In the end, the unity argument won out. Following the debate, the group spent the next hour getting to know the five candidates, whose views were essentially the same on every issue.
Christenson — a retired Air Force colonel and physician who finished second to Dahlstrom in the Republican primary — said he’s in favor of an SB91 repeal, pro-life, pro-Second Amendment and in favor of paying out a full PFD.
“You name it, if it’s conservative and it’s strongly conservative it’s me,” said Christenson, who has previous experience in government as a former deputy commissioner of the Department of Health and Social Services.
Trotter is a former lawyer who teaches business law at UAA. He ran for Congress in Texas in 2010 and said his biggest regret was losing to the first congressman who endorsed then-Senator Obama for president.
“I wish I could have taken him out,” he said.
Jackson is a longtime party leader who finished fifth in a crowded Republican primary in August. She said she’s motivated to serve because she wants to help her community.
“I am here to be of service and to bring civility back to the process,” she said.
As he did during his third-place Republican primary run for the House seat, former prosecutor Cook hammered on crime, which he said is the top issue facing Alaskans.
“Everyone I talk to it’s crime,” he said.
McCarty participated via Skype from Costa Rica, where he’s undergoing hip surgery that he said is far cheaper than he could get in Alaska — something he thinks needs to change.

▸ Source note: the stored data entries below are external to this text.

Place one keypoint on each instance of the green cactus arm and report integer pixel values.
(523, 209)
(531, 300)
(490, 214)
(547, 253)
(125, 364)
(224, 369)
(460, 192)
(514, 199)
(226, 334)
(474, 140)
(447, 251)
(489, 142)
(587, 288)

“We need to do things differently,” said McCarty, who also said he thinks more needs to be done to improve education in Alaska.
The candidates essentially agreed on every question posed by the audience, with each saying they are against Medicaid expansion, support every plank of the party platform, strongly support Gov. Dunleavy’s agenda and believe natural resources belong to the people and not the state. Each also said they support an SB91 repeal, are in favor of going back to the old method of allocating the PFD, would join a Republican caucus in the House, support a balanced budget amendment to the state Constitution, and support lowering the spending cap on state budgets.
At the conclusion of the meeting, Tavoliero thanked the party members for remaining civil during the most contentious debate in recent memory.
“This personally was one of the hardest moments I’ve seen as a district,” he said.
Tavoliero said he was thankful the group was able to make a decision and hopes the experience helped bring party members closer in the end.
“All we need to do is just continue to be together,” he said.